Estimate for weak $L^{1}$ norm

Question

Let the weak $L^{1}$ norm on $f$ be defined by $\|f\|_{\mathrm{WL}^{1}} = \sup_{t > 0}t D_{f}(t)$ where $D_{f}(t) = \mu(\{x \in \mathbb{R}: |f(x)| > t\})$ and $\mu$ is the standard Lebesgue measure. Consider the $N!$ functions on $[0, 1]$ defined by $$f_{\sigma} = \sum_{j = 1}^{N}\frac{N}{\sigma(j)}\chi_{[(j - 1)/N, j/n)}$$ where $\sigma$ is a permutation of $\{1, 2, \ldots, N\}$. Why is $$\left\lVert \sum_{\sigma \in S_{N}}f_{\sigma}\right\rVert_{\mathrm{WL}^{1}} = N!(1 + 1/2 + \cdots + 1/N)?$$

Answer 1

Rearranging terms in the sum $\sum_{\sigma} f_\sigma$, one sees that every interval $\left[\frac{j-1}{N}, \frac{j}{N}\right)$ appears exactly once in any summand $f_\sigma$, each time with weight $N/\sigma(j)$. So the sum $\sum_\sigma f_\sigma$ is equal to the constant function $\sum_\sigma \frac{N}{\sigma(j)}$.

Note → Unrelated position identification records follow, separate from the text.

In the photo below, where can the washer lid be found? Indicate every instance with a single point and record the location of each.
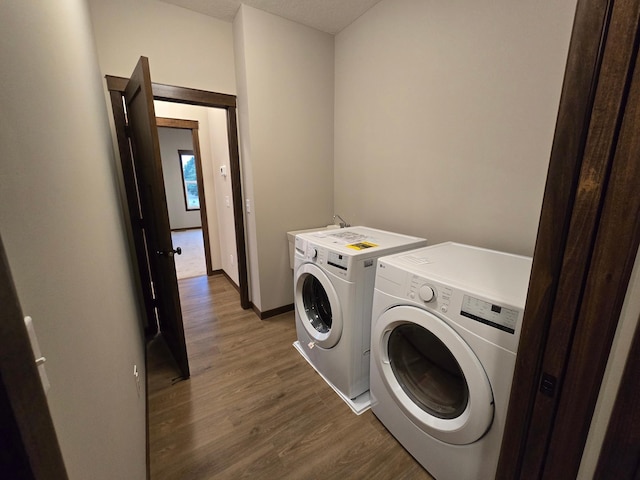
(432, 373)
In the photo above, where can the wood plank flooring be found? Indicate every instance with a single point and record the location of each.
(253, 408)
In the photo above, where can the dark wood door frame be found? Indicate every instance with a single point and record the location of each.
(587, 242)
(116, 86)
(192, 125)
(153, 215)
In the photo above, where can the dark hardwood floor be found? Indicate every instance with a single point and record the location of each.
(253, 408)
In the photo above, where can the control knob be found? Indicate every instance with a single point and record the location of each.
(426, 293)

It remains to compute the sum. When $\sigma$ runs over all permutations, $\sigma(j)$ takes all values $1, 2\ldots N$, and each value is repeated $(N-1)!$ times. Therefore $$\sum_{\sigma\in S_N} \frac{1}{\sigma(j)}=(N-1)!\left( 1+\frac{1}{2}+\dots+\frac{1}{N}\right).$$

To conclude one only needs to observe that the weak $L^1$ norm of a constant function $f\equiv C$ defined on an interval of unit length is exactly $\lvert C\rvert$.